I have a form set up with the following fields: Date Time, ID, and Address. This form auto assigns each entry a unique id string (U_ID) and then this data is later output to a csv with headers and rows something like this:
Date Time ID U_ID Address
9/12/13 12:07 13 adfasd 1345 Wilson Way
9/12/13 13:45 8 jklj 1456 Jackson Hollow
9/13/13 14:55 13 klidh 1345 Wilson Way
9/13/13 15:00 8 ikodl 1456 Jackson Hollow
I am looking for a way to remove duplicate submissions by those with the same ID via Python Script, while maintaining the rest of the data in the row.
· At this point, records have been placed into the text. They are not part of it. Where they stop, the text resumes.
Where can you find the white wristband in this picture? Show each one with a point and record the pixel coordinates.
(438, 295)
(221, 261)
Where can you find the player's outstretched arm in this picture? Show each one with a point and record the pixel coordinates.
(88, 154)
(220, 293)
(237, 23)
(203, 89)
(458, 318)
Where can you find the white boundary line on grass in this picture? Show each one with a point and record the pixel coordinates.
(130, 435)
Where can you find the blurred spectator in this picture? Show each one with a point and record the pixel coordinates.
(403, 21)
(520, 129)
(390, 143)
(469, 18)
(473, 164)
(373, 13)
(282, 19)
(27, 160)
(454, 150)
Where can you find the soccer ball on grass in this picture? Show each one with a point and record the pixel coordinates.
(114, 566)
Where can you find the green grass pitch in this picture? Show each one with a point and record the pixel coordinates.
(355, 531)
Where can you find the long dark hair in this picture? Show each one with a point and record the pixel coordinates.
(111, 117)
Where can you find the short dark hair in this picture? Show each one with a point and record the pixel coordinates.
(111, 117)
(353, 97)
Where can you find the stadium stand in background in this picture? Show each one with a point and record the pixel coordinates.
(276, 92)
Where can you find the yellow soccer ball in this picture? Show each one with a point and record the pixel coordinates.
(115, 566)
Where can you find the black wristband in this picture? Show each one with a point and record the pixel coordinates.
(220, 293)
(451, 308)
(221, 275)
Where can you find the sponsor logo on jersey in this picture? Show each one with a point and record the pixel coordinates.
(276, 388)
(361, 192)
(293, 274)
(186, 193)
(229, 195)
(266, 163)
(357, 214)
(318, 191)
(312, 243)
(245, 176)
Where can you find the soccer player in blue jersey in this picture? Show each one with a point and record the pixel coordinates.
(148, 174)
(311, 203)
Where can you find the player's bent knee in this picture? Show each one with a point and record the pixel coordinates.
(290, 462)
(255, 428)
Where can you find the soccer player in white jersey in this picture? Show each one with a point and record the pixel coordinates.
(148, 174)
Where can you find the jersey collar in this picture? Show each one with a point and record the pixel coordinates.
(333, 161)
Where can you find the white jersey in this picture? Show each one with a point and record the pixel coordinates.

Ideally I want to keep only the first entry associated with the ID in the csv file.
The output should look something like this:
Date Time ID U_ID Address
9/12/13 12:07 13 adfasd 1345 Wilson Way
9/12/13 13:45 8 jklj 1456 Jackson Hollow
So far I'm stuck at:
import csv
with open('/Users/user/Desktop/test.csv', 'rb') as f:
r = csv.reader(f)
headers = r.next()
rows = [(Date Time, ID, U_ID, Address) for Date Time, ID, U_ID, Address in r]
clean = [row for row in rows if row[1] != '#N/A']
clean2 = list(set(row[1]))
This gives me a list with only the unique values for ID, but I'm not sure how to recover all of the other data associated with the rows for those values.
As stated if I can get the earliest submission as well, that would be wonderful, but honestly any unique submission by ID should do.
Thanks for reading!
Take a look at pandas, this is how you would do it:
import pandas as pd
pd.read_table('test.csv')\
.drop_duplicates(subset=['ID'])\
.to_csv('output.csv', index=None, sep='\t')
output.csv:
Date Time ID U_ID Address
9/12/13 12:07 13 adfasd 1345 Wilson Way
9/12/13 13:45 8 jklj 1456 Jackson Hollow